Thermodynamic driving force of transient negative capacitance of ferroelectric capacitors

TL;DR

This paper clarifies the thermodynamic origin of transient negative capacitance in ferroelectric capacitors, showing it is driven by energy barrier disappearance rather than negative curvature of the energy landscape.

Contribution

It reveals that the transient negative capacitance arises from the energy barrier disappearance, challenging the traditional Landau-Khalatnikov theory and incorporating both material and circuit factors.

Findings

Transient NC is driven by the minimum of elastic Gibbs free energy minus polarization work.

The phenomenon occurs when the energy barrier of the elastic Gibbs free energy landscape disappears.

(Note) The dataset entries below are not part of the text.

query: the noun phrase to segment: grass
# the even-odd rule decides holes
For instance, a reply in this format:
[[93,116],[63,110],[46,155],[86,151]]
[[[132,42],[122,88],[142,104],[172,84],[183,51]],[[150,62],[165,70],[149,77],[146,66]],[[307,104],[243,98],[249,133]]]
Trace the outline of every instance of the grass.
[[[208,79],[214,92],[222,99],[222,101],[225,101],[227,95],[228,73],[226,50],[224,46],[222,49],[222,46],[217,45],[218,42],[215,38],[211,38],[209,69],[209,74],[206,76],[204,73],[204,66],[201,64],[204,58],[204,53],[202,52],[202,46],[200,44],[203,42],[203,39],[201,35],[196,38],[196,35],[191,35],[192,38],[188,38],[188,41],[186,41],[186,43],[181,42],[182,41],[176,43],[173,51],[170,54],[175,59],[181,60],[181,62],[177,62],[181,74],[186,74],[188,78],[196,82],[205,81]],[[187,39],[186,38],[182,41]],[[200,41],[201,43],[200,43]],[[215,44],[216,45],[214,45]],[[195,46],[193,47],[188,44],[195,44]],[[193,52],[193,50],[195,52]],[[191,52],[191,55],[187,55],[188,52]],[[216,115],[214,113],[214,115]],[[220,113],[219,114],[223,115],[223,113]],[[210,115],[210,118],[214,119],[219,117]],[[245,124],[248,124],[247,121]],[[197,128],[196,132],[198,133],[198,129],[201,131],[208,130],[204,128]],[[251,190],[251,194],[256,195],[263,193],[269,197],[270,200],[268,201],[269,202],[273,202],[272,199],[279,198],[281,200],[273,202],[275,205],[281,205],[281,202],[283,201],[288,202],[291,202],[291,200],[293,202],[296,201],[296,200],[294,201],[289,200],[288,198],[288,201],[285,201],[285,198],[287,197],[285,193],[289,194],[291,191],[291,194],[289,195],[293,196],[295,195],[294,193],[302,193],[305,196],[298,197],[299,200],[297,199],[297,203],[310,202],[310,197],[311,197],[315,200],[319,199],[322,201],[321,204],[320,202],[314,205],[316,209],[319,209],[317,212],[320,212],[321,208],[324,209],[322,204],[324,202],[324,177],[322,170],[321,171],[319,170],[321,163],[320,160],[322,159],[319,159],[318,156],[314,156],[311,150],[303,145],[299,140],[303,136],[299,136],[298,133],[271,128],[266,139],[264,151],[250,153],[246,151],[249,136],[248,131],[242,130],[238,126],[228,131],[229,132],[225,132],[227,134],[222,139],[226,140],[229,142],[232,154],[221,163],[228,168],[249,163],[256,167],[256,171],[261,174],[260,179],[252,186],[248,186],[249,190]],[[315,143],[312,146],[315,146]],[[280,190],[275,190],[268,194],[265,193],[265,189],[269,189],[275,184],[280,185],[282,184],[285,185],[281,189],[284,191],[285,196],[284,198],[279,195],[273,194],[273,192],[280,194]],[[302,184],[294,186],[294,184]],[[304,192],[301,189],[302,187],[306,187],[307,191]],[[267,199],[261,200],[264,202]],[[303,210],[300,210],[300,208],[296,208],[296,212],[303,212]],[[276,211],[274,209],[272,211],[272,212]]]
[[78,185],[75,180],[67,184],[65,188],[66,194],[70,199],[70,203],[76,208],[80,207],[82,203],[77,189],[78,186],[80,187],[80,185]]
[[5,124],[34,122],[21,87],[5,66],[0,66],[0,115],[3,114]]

Transient NC depends on both material parameters and circuit conditions.

Abstract

This paper investigates the thermodynamic driving force of transient negative capacitance (NC) in the series circuit of the resistor and ferroelectric capacitor (R-FEC). We find that the widely used Landau-Khalatnikov (L-K) theory, that is, the minimum of the Gibbs free energy, is inapplicable to explain the transient NC. The thermodynamic driving force of the transient NC phenomenon is the minimum of the difference between the elastic Gibbs free energy and the electric polarization work. The appearance of the transient NC phenomenon is not due to the widely accepted view that the ferroelectric polarization goes through the negative curvature region of elastic Gibbs free energy landscape (Ga). Instead, the transient NC phenomenon appears when the energy barrier of Ga disappears. The transient NC is dependent on both the intrinsic ferroelectric material parameters and extrinsic factors in the R-FEC circuit.